By examining the data, looking at several cases, and amassing expert analysis from leading legal minds, the Bureau found compelling evidence that joint enterprise is casting its net too wide and drawing in people who are remote from the crimes for which they are convicted. Many suggest the threshold to securing a conviction using joint enterprise is too low, causing people to be found guilty of murder when they did not intend for anyone to die. People are being convicted and sentenced to life imprisonment on what can be proved they thought might happen – a basis described by many legal experts as too weak and elastic for the most serious of crimes. Mandatory life sentencing for murder means prison terms in some cases can seem disproportionate to the actual crime committed by the defendant.

The Justice Select Committee recommended that rather than leaving it to the courts to rule on, joint enterprise should be clearly enshrined in statute.
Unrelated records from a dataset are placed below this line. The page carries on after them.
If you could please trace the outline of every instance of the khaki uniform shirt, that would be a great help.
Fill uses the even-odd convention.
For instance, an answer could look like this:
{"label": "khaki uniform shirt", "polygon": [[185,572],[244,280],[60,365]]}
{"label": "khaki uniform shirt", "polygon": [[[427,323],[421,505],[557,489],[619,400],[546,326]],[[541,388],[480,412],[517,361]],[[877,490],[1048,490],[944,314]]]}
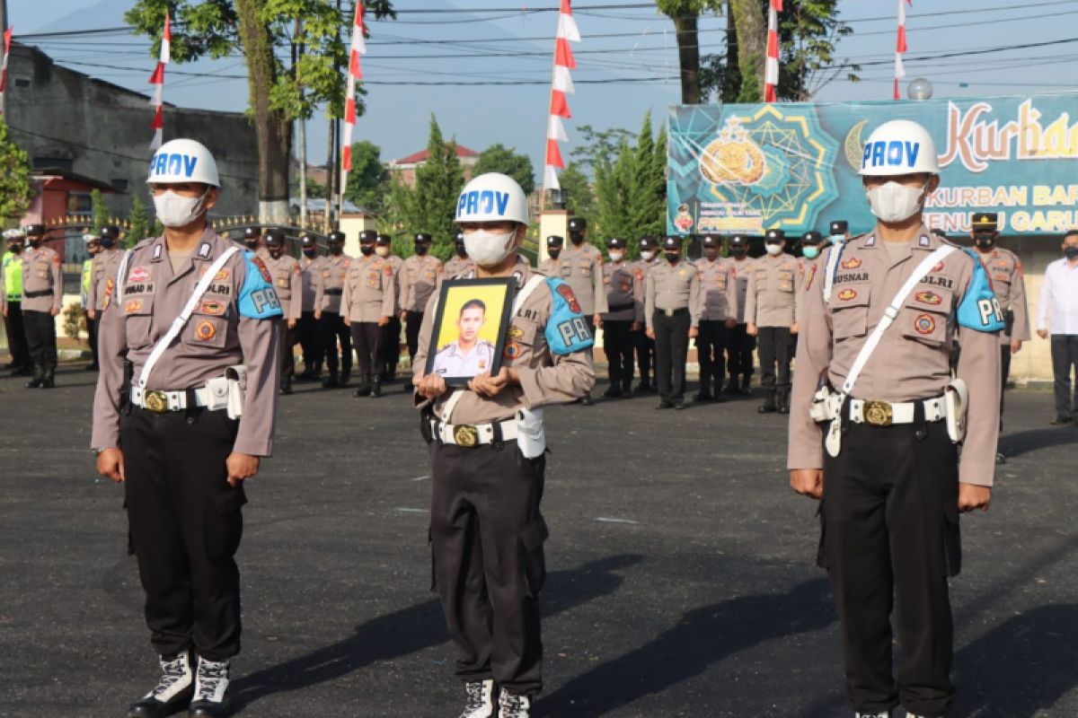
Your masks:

Professor Ormerod believes the case this kind of reform is ‘overwhelming’. This would come too late, however, for the potentially large number of people whom, had it not been for the complexities of joint enterprise, could have served lesser, or perhaps, no jail terms at all. 

Justice Minister Damian Green responded to the Bureau's findings, saying: 'Joint enterprise law has enabled some of the most serious offenders to be brought to justice. It ensures that if a crime is committed by two or more people, all those involved can potentially be charged and convicted of that offence.

'Sentencing in individual cases is a matter for the courts. We have no plans to change the law in this area.'

Many of those caught in joint enterprise’s net are, as one defence barrister said,  ‘unsympathetic characters’, guilty of criminal behaviour, but regardless of their criminal history they shouldn’t do time for crimes they didn’t commit. In newspaper and television reports, the accused stare menacingly out of police mug shots, endorsing an image of them as mindless thugs. Casey’s pictures of her sister Laura show a young woman, barely five feet tall, pretty and smiling - completely different to the grim-faced embodiment of binge-drink Britain, as Mitchell was portrayed in press reports. Public sympathy goes naturally to the victims of crime, their families and friends. But as Lord Phillips, former Lord Chief Justice and former president of the Supreme Court, told the Bureau  - joint enterprise is 'capable of producing injustice.' No matter the status of a defendant – whether an innocent bystander swept up in momentary chaos and violence or a criminal with previous convictions  – no-one should do time for a crime they did not commit.